E o melhor: ele parecia ter uma conexão íntima e profunda com as letras e
nunca cantava palavras que não tivessem uma ressonância sentimental.
"I need to inhabit every bit of a lyric", disse ele em outra
entrevista, "or else I can't bring the song to you - or else it's just
words..."
Sim, Grace está longe de ser um disco
"homogêneo". O mesmo garoto que cantava aos sussurros a melancólia balada
"Hallellujah" entrava num transe cobainiano e berrava como um endemoniado
sobre um fundo quase speed-metal em "Eternal Life"... o mesmo cara que
cantava com voz afeminada e operística "Corpus Christi Carol" soltava a
voz como um bom rock star no refrão explosivo de "Mojo Pin"... O que levou
alguns a acharem Buckley um cara incoerente e que não soube dar unidade ou
continuidade ao álbum.

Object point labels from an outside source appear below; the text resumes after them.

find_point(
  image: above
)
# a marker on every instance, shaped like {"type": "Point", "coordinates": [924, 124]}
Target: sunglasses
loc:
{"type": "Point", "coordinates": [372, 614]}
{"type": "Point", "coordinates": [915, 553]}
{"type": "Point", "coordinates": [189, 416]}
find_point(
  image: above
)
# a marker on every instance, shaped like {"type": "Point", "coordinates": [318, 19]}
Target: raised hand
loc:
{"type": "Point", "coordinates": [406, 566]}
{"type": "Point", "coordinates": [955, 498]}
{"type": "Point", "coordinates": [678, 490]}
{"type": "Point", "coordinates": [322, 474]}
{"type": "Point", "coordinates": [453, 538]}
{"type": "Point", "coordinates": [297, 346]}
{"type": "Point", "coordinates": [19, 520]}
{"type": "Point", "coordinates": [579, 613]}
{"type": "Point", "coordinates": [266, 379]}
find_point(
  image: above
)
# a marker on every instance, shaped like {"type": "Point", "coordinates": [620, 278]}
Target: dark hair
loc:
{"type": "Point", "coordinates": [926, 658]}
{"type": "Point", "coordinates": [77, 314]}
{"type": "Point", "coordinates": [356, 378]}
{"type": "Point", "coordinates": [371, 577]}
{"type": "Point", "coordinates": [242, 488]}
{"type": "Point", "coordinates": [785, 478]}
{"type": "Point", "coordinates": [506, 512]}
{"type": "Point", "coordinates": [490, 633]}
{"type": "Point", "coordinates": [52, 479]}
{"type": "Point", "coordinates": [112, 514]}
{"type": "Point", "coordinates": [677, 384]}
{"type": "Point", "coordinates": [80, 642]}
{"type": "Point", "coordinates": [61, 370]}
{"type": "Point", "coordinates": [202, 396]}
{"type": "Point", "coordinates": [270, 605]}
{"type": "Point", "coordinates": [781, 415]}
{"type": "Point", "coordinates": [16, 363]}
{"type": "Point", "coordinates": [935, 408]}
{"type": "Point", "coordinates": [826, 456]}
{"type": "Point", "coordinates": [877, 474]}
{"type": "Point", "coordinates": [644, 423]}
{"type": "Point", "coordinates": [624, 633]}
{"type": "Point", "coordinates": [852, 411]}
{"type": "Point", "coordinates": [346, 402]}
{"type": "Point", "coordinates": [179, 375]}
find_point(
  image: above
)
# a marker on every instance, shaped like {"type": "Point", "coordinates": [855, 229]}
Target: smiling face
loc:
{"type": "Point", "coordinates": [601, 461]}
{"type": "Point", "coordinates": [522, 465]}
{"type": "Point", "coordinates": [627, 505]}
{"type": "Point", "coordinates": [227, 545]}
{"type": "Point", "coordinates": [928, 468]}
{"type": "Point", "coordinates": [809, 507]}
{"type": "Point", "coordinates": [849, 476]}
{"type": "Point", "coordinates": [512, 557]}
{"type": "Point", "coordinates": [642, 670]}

Não concordo. Pra mim a coisa faz todo o sentido e
a variedade de estilos em Grace só comprova a variedade dos
gostos e habilidades de Buckley, um artista realmente plural e um
vocalista ultra-eclético e de voz realmente abençoada. O lance é que
ninguém aprende a cantar desse jeito: essa voz é um dom. É
graça.
Tim Buckley, o paizão, também era um cara bastante
eclético e que usava sua voz com uma radicalidade extrema – mas acho
bobagem reduzir a música do Jeff a uma mera continuação da obra do seu
velho (que Jeff, aliás, mal conheceu, que o influenciou muito pouco e que
morreu quando ele era ainda criança). Apesar da semelhança de voz inegável
(a genética explica...), Jeff Buckley foi pescar suas influências em
outros lugares: no Led Zeppelin e nos Smiths, em Van Morrison e Janis
Joplin, no Big Star e no MC5, na diva francesa Edith Piaf e no paquistanês
Nusrat Fateh Ali Khan... Page & Plant, como ele sempre confessou,
tiveram para ele uma influência muito mais marcante do que a música e a
voz do pai. "A primeira voz pela qual me apaixonei", disse em uma
entrevista, "foi aquela do jovem Robert Plant" - e ele
completava, engraçadinho: "na época em que ele soava como a
Janis." (É um momento hilário: "He was trying to sound like
Howlin' Wolf, but he didn't. He sounded like some fucking animal.")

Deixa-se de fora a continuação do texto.